Mines : « L’Afrique doit changer de méthode face aux géants miniers »

Pour Emmanuel LoWilla, président du Caucus Afrique de l’Est du Parlement panafricain, le contentieux non résolu de QMM à Fort-Dauphin doit servir de leçon à la Guinée et au Mozambique.

 

Le dossier de Rio Tinto à Fort-Dauphin dépasse le cadre de l’Anosy. C’est en substance le message d’Emmanuel LoWilla, président du Caucus Afrique de l’Est du Parlement panafricain, dans une tribune publiée par Financial Afrik. Les États africains, écrit-il, négocient « pays par pays » avec des groupes qui raisonnent à l’échelle mondiale — une asymétrie qui affaiblit mécaniquement le continent.

 

L’intervention tombe à un moment charnière pour la compagnie anglo-australienne : en Guinée, elle pilote Simandou, gisement de fer d’environ 20 milliards de dollars entré en production fin 2025 ; au Mozambique, elle détient le projet de sables minéralisés de Mutamba, encore inexploité.

 

Sa démonstration part d’un précédent extérieur au continent : la mine de Panguna, à Bougainville, exploitée dix-sept ans par Rio Tinto jusqu’en 1989. Près d’un milliard de tonnes de résidus déversés dans les rivières, une contestation des propriétaires coutumiers qui a nourri une guerre civile, puis un départ sans retour. La compagnie a cédé ses parts en 2016 et n’a accepté qu’en 2021, sous pression, de financer une évaluation indépendante, publiée fin 2024 : dommages sérieux dans tous les domaines examinés. Trente-sept ans après, les réparations restent en suspens. Pour l’Afrique, estime le parlementaire, c’est « un précédent à étudier ».

 

À Fort-Dauphin, où QIT Madagascar Minerals (QMM), détenue à 80 % par Rio Tinto, extrait de l’ilménite depuis 2009, il voit le même enchaînement : écosystèmes littoraux modifiés, pertes de terres, doutes sur la qualité de l’eau. L’extension de 2014 au-delà de la zone tampon environnementale, puis les incidents de 2022 sur la gestion des eaux, ont durci les positions. Des analyses commandées par la société civile relèvent en aval des taux d’uranium et de plomb atteignant cinquante et quarante fois les valeurs guides de l’OMS pour l’eau de boisson, consommée par quinze mille personnes. Rio Tinto conteste ces résultats et oppose ses propres études — un blocage qui plaide, selon LoWilla, pour une contre-expertise indépendante, refusée jusqu’ici à la société civile malgache comme aux actionnaires du groupe.

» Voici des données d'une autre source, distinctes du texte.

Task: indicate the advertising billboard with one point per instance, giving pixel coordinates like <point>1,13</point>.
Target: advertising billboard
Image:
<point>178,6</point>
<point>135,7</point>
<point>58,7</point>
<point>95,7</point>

Le contentieux s’est déplacé sur le terrain judiciaire : des communautés réclament réparation pour les terres perdues et près de 6 000 riverains préparent une action au Royaume-Uni.

 

À Richards Bay, où Rio Tinto exploite aussi des sables minéralisés, les tensions ont pourtant interrompu la production à plusieurs reprises. Mais les communautés y détiennent des parts, des structures de représentation et un cadre judiciaire qui leur donne prise. La différence avec Fort-Dauphin, insiste-t-il, ne tient pas à la légitimité des griefs mais à l’architecture de la relation entre entreprise, communautés et État.

 

Pour la Guinée et le Mozambique demeure une fenêtre que Madagascar n’a plus. LoWilla plaide pour des clauses contraignantes : participation économique des communautés plutôt que responsabilité sociale d’entreprise, fonds de réhabilitation autonomes, expertise environnementale indépendante, publication des données, obligations financières de fermeture et responsabilités clairement attribuées en cas de changement d’actionnariat. Il souhaite surtout que les contentieux malgaches soient réglés tant que Rio Tinto est encore présente, avant qu’une cession ne transforme un problème actuel en dossier historique.

 

Le Parlement panafricain n’a aucun pouvoir contraignant, reconnaît-il ; les législateurs nationaux, eux, disposent des licences, autorisations d’exportation, garanties financières et conditions de transfert des titres miniers. Autant de leviers pour faire honorer les engagements avant tout départ. Rien là d’une hostilité à l’investissement : le débat porte sur les termes. « Une ressource formée en des millions d’années ne peut être échangée contre quelques décennies de recettes fiscales », résume-t-il, et un passif environnemental qui peut durer des générations.